How can I get only the ancestry processes of a given process?

Thanks.

Tim
  • 101,790

2 Answers2

5

You can always walk the ancestry tree by hand using ps -o ppid=:

#! /bin/bash -
pid=${1?Please give a pid}
while
  [ "$pid" -gt 0 ] &&
    read -r ppid name < <(ps -o ppid= -o comm= -p "$pid")
do
  printf '%s\n' "$pid $name"
  pid=$ppid
done

Or to avoid running ps several times:

#! /bin/sh -
pid=${1?Please give a pid}
ps -Ao pid= -o ppid= -o comm= |
  awk -v p="$pid" '
    {
      pid = $1; ppid[pid] = $2
      sub(/([[:space:]]*[[:digit:]]+){2}[[:space:]]*/, "")
      name[pid] = $0
    }
    END {
      while (p) {
        print p, name[p]
        p = ppid[p]
      }
    }'
  • Thanks. (1) Is there some reason to use bash in the shebang of one script, and sh in the other? (2) Is there some difference between double dash and single dash https://unix.stackexchange.com/questions/459208/signal-the-end-of-option-arguments-double-dashes-vs-single-dash – Tim Jul 29 '18 at 17:43
  • @Tim, for (1) that's because <(...) is not sh syntax.

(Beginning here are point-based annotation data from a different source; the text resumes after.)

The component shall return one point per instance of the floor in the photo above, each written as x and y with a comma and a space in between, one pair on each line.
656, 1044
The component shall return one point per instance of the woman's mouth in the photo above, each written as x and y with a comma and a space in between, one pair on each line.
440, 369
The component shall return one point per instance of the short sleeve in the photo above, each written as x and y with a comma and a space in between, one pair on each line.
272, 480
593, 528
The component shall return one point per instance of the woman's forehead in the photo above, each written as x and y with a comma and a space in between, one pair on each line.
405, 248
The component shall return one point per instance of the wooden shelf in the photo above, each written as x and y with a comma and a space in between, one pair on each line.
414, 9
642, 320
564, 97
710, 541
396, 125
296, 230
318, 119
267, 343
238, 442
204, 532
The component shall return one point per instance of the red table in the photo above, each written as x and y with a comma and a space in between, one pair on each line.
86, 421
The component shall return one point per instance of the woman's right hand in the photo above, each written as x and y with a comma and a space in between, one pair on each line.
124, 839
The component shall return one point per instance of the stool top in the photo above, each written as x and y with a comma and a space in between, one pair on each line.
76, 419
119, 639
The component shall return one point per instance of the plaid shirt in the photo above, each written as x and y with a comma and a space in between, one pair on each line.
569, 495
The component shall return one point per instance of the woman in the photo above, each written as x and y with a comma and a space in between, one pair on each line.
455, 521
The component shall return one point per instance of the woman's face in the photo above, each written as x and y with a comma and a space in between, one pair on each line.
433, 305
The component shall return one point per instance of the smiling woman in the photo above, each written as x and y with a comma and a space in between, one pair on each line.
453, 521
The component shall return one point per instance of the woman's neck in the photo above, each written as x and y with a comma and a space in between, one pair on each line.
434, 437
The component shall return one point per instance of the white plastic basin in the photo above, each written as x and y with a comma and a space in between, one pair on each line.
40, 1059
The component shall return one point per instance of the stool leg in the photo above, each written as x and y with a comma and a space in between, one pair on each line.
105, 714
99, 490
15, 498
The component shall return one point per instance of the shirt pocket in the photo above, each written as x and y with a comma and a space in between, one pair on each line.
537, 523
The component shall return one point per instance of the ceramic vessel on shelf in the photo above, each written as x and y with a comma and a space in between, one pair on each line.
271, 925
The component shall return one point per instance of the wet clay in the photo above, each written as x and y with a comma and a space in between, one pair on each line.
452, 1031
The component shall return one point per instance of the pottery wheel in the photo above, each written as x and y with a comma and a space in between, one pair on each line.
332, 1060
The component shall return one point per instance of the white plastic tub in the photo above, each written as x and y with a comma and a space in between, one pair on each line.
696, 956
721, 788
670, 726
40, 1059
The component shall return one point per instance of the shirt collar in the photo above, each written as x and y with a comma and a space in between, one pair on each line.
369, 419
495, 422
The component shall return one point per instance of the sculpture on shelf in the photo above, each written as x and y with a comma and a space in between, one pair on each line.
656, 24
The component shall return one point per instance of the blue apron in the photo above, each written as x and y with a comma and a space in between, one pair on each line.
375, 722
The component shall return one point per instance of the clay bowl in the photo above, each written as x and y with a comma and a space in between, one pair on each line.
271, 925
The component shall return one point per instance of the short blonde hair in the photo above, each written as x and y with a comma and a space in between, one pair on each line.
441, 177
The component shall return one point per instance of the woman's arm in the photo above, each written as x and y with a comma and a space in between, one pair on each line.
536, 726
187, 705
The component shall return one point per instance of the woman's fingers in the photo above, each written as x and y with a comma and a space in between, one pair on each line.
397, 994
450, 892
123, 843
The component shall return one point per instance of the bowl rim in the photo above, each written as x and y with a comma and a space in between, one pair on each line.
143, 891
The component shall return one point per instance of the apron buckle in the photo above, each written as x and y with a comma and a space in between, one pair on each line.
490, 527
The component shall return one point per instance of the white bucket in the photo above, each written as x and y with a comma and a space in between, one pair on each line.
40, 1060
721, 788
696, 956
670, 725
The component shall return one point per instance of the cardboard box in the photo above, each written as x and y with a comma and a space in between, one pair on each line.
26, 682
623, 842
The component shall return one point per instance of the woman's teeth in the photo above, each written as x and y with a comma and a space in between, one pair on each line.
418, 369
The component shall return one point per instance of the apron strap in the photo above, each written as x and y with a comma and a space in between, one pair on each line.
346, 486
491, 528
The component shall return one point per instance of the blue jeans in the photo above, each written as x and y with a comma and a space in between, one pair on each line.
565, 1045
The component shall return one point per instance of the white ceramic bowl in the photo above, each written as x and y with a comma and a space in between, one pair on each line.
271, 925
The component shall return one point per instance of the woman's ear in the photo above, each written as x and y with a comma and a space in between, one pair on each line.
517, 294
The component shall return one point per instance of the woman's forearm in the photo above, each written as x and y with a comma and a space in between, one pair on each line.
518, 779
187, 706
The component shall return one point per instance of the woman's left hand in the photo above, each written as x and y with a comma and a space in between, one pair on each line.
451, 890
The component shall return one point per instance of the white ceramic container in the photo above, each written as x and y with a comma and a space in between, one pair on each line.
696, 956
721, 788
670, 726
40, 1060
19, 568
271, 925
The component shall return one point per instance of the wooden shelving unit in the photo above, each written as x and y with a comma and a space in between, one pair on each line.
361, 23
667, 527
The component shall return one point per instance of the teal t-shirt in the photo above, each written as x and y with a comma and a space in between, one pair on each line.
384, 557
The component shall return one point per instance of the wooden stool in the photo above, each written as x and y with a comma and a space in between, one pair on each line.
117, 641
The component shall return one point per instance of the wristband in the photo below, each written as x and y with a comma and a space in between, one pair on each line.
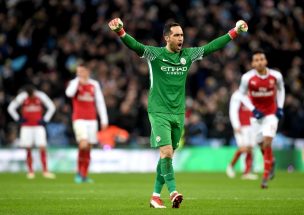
121, 32
232, 33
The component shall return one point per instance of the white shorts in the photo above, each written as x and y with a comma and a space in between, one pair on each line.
86, 130
245, 138
32, 136
265, 127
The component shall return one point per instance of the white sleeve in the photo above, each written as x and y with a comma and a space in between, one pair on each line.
72, 88
280, 91
47, 102
101, 106
15, 104
243, 89
234, 107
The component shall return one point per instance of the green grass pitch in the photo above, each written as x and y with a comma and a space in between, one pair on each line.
204, 193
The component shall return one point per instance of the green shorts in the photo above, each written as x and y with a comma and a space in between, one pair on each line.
166, 129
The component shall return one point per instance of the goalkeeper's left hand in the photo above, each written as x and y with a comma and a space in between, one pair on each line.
240, 26
116, 25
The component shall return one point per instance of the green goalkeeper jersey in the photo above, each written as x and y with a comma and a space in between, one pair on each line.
168, 72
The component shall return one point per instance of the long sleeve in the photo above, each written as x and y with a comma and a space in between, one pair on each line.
72, 88
197, 53
243, 89
133, 44
49, 105
15, 104
216, 44
234, 107
280, 91
101, 106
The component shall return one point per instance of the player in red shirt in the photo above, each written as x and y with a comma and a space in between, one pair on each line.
32, 120
263, 93
87, 101
240, 119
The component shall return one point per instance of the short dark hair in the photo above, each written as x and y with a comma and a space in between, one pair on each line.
258, 51
29, 89
168, 26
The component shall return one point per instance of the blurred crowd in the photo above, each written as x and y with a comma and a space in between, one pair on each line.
41, 41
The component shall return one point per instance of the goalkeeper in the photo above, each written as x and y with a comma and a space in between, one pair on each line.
168, 67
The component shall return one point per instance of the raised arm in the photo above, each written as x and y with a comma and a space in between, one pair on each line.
116, 25
198, 53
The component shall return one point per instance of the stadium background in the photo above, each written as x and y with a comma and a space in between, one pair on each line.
40, 42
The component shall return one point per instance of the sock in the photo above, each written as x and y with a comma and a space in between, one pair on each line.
248, 161
29, 160
86, 162
168, 173
267, 161
235, 157
43, 159
159, 180
81, 154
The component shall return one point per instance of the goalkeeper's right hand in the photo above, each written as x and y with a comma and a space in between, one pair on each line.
116, 25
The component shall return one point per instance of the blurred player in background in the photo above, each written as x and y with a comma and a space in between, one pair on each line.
32, 121
240, 120
263, 93
87, 102
168, 67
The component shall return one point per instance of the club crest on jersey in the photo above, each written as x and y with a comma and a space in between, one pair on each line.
183, 61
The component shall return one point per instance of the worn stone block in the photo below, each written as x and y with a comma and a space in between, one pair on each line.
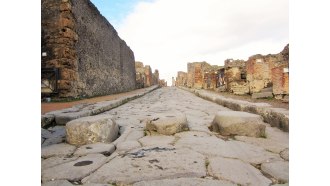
236, 171
262, 95
278, 169
74, 170
167, 123
91, 129
238, 123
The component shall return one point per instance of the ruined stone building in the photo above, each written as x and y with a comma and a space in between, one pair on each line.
144, 75
235, 77
195, 78
181, 79
155, 77
269, 71
211, 76
199, 75
162, 83
82, 54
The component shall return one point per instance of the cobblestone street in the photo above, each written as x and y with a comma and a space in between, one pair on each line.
193, 155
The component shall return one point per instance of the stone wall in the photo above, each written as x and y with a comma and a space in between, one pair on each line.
144, 75
155, 77
162, 83
260, 73
86, 49
280, 74
235, 76
181, 79
58, 39
195, 74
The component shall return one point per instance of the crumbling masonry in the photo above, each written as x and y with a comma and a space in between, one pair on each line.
258, 74
84, 50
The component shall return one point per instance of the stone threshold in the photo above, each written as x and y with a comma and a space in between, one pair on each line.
61, 117
276, 117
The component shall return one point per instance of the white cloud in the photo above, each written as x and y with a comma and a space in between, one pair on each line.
167, 34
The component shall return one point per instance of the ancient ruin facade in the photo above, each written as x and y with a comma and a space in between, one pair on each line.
270, 71
211, 77
162, 83
155, 77
83, 50
195, 74
268, 74
235, 76
144, 75
181, 79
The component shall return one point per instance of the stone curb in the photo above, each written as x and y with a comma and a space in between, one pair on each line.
276, 117
61, 117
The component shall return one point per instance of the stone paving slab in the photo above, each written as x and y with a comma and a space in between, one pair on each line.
285, 154
236, 171
275, 140
74, 170
96, 148
60, 150
127, 145
238, 123
184, 155
150, 164
53, 161
262, 95
206, 145
61, 117
251, 153
277, 117
57, 183
278, 170
184, 182
167, 123
91, 129
156, 140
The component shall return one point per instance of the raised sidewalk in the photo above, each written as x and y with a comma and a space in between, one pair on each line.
276, 117
87, 108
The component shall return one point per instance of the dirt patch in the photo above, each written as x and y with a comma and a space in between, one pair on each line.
274, 102
52, 106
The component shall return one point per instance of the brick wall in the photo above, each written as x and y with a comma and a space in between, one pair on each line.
87, 50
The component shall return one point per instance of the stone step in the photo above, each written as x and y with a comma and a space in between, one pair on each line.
238, 123
262, 95
61, 117
276, 117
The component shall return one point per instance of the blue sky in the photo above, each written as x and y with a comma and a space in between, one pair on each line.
116, 10
167, 34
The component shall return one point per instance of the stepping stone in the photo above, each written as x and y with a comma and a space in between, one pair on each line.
156, 140
47, 120
91, 129
96, 148
52, 141
184, 182
127, 145
53, 161
150, 164
60, 150
250, 153
74, 170
167, 123
238, 123
278, 170
236, 171
57, 183
262, 95
285, 154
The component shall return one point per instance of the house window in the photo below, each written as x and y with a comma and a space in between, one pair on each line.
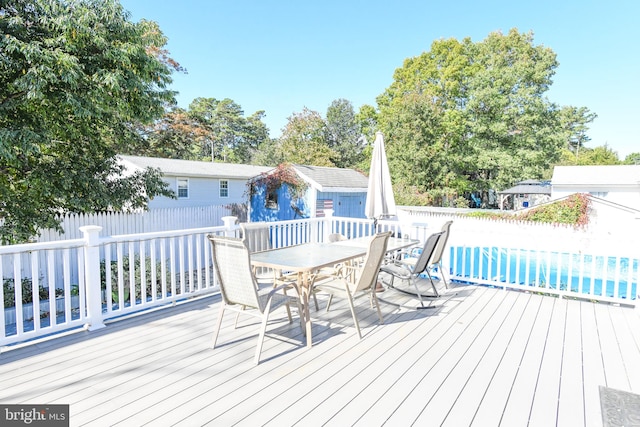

That will only work in zsh, bash or recent versions of ksh93. ... | read -r pid name would only work in zsh or ksh93, here-doc+cmdsubst would be sh but more convoluted and less efficient. For (2), see Why the "-" in the "#! /bin/sh -" shebang? – Stéphane Chazelas Jul 29 '18 at 18:56
  • Thanks. (1) Can both scripts use bash in shebang? – Tim Jul 29 '18 at 19:01
2

You can try following, I found it in Linux man page : -h This highlight the current process and its ancestors. -n This will sort processes with the same ancestor by PID instead of by name.